Dalmayı burada öğrendim, dostlarımla boğazın altında ve üstünde çok keyifli zamanlar geçirdim, derinlerdeki akıntının içinde ekmek peşinde koştum.

Su Ürünleri Fakültesi’nde öğrenciyken derste öğretilenlerin, kavanozlardaki sıvılara hapsedilmiş ölü deniz canlılarının hayattayken nasıl olduklarını görmek için her seferinde yine boğazın derinliklerine döndüm.

Boğazın derinlikleri hem hayatımı kazanmamı sağladı, hem de öğrenmemi. Burası hem ekmek teknemdi, hem de okulum...

Denizi denizde yaşayarak, boğazın derinlerine dalarak öğrendim ben. İyi ki de öyle olmuş. Başka türlü olsaydı içime sinmezdi boğazın suları. Ne onu bu kadar iyi tanıyabilirdim, ne de bu kadar gönülden bağlanabilirdim...

***

Hâlâ çocukluğumun meraklı gözleriyle bakıyorum boğazdaki hemen her taşın altına.

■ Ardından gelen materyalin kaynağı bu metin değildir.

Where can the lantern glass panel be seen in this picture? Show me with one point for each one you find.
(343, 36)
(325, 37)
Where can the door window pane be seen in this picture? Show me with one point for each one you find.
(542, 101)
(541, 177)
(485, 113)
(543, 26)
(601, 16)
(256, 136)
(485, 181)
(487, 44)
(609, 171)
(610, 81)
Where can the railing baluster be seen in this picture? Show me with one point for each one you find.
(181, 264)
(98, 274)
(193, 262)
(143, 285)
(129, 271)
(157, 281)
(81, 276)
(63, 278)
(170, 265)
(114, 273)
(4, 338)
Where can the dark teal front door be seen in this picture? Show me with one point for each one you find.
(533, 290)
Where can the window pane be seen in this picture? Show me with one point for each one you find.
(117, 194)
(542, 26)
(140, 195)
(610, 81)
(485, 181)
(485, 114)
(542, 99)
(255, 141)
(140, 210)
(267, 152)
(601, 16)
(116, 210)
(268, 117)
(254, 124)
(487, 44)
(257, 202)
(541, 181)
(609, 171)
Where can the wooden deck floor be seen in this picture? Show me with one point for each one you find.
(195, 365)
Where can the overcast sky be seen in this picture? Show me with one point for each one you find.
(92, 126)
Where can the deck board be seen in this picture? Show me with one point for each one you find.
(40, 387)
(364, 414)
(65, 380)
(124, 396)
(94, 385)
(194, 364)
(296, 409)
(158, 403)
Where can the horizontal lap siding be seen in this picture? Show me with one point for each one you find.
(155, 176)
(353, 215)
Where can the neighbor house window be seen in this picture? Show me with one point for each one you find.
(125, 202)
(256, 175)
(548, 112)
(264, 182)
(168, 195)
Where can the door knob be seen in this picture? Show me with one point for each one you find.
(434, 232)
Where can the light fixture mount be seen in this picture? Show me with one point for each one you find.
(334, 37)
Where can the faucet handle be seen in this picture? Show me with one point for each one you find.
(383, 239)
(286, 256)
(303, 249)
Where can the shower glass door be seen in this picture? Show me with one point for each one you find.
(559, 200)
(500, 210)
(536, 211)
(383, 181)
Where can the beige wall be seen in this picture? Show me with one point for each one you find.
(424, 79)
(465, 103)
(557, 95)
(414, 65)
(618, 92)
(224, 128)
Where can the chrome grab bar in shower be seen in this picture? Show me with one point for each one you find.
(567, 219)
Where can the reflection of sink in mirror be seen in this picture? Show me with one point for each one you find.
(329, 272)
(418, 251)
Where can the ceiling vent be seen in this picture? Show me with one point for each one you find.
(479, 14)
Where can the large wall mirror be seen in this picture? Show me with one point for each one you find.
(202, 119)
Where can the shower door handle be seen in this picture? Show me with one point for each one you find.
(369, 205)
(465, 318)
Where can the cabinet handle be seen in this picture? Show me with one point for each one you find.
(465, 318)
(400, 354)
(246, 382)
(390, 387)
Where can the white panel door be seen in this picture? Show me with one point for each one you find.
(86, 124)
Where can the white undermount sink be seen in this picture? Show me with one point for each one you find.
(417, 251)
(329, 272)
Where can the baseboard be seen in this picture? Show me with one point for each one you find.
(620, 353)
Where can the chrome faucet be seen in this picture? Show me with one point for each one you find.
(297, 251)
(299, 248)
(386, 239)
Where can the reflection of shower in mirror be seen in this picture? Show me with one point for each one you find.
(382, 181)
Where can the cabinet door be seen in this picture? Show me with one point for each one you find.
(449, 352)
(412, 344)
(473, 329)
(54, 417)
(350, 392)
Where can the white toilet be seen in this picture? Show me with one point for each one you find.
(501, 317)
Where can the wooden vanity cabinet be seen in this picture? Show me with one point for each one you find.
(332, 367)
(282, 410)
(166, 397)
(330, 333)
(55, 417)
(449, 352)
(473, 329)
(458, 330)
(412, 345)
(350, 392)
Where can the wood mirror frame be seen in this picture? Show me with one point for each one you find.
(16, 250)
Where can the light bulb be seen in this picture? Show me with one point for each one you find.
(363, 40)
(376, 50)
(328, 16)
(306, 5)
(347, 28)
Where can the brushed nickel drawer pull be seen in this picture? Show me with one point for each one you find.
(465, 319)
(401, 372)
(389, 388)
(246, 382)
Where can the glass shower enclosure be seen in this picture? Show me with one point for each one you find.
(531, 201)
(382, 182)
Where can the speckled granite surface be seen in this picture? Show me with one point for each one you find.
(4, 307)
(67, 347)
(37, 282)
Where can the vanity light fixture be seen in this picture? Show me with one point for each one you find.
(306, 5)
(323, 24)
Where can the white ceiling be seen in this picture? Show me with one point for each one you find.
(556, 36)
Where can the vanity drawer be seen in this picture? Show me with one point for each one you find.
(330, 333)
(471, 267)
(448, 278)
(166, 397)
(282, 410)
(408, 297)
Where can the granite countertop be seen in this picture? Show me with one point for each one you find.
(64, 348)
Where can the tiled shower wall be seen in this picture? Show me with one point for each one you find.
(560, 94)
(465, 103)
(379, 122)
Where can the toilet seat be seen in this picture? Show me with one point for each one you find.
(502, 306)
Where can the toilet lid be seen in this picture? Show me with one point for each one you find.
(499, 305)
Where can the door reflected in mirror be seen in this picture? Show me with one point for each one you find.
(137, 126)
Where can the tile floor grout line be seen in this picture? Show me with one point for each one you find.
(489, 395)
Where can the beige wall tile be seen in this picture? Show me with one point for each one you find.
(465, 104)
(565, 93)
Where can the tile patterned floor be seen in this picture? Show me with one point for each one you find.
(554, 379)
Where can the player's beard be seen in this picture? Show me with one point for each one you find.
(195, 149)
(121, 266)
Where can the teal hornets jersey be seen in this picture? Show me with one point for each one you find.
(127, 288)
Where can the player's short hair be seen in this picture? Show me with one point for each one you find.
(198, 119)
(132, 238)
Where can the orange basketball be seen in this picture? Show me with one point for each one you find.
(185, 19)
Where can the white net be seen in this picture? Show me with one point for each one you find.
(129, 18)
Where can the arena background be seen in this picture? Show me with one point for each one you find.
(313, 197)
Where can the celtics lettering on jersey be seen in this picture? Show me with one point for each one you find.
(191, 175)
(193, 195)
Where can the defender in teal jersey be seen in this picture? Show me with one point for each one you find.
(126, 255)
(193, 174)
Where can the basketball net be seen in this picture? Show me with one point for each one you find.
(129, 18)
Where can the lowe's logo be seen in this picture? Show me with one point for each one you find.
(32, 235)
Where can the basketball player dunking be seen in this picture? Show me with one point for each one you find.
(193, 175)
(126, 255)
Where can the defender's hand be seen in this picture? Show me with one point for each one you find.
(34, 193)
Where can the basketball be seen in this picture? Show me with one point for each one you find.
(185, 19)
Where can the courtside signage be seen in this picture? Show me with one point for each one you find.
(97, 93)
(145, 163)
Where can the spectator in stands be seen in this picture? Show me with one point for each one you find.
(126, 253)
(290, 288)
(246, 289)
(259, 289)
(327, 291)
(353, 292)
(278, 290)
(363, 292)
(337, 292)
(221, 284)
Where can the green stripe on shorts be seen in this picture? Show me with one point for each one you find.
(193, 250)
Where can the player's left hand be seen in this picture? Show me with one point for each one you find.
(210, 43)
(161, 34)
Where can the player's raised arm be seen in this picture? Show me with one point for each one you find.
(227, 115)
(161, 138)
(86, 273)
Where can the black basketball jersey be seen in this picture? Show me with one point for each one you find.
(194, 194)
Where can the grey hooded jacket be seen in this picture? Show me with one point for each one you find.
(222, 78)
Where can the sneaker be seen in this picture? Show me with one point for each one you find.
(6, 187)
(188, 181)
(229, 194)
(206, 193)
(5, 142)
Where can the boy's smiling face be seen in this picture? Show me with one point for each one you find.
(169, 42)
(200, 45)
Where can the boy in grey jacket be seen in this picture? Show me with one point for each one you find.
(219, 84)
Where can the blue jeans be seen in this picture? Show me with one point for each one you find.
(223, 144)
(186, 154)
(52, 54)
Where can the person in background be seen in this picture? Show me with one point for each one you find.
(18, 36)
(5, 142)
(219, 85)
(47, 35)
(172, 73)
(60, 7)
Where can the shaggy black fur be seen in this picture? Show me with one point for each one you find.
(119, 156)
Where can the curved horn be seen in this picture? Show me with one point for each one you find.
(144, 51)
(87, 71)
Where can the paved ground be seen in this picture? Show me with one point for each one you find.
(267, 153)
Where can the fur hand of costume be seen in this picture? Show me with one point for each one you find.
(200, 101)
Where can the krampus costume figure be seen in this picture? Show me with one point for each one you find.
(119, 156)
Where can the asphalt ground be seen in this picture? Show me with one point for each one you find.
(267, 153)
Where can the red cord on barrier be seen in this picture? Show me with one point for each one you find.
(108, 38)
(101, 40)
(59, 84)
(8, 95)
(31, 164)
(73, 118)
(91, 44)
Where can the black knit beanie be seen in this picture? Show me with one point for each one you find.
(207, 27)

Oval camlı turuncu maskesiyle bir leğen suda derinlere dalan haylazın merakı tazeliğini hiç kaybetmedi.

Tam yirmi beş yıldır hemen her haftasonu şafakla uyanıp denize gitmeyi, aynı kayalığın çevresinde aylarca, hatta yıllarca dolanmayı, dibi eşelemeyi, alacakaranlık derinliklerde kendine ait bir yaşam kurmayı ve bıkmadan buna devam etmeyi, tükenmek bilmeyen öğrenme tutkusundan başka bir sebeple açıklamak bana göre mümkün değil.

Dalıştan eve dönerken aklım hep burada kalır. Evde, işte, artık her neredeysem orada hep bir sonraki dalışı düşünürüm. Merakımı sürekli taze tutmanın, içimdeki dalış isteğini her an yaşatmanın bir başka yolu da hep dalışı düşünmektir.

Bugün bunu keyif için yapıyor olabilirim. Önümüzdeki hafta dalışı kırmak için kendime sudan bir sebep de yaratabilirim. Fakat hayatımı kazanmak için ya bir gün yine derinlerde ter dökmem gerekirse? Yıllar önce denizden kısmetimi kesip masa başına atan kör talih ya yine denize savurup atarsa? O gün geldiğinde bedenim de ruhum da buna hazırlıklı olmalı.

Ben her haftasonu, gelip gelmeyeceği belli olmayan o güne hazırlanmak için kör şafakla sıcak yatağımı terkedip buz gibi sulara dalıyorum.

Aynı kayalığı, aynı kumluğu, aynı marul yosunlarını, enkazları, midyeleri, boğazın derinlerine ait olan ne varsa onları yüzlerce kez görmüş olmaktan bir kez bile sıkıldığımı hatırlamıyorum. Hem daha tümünü görmedim ki boğazın. Haritayı siyaha boyamak için daha uzun yıllar var önümde.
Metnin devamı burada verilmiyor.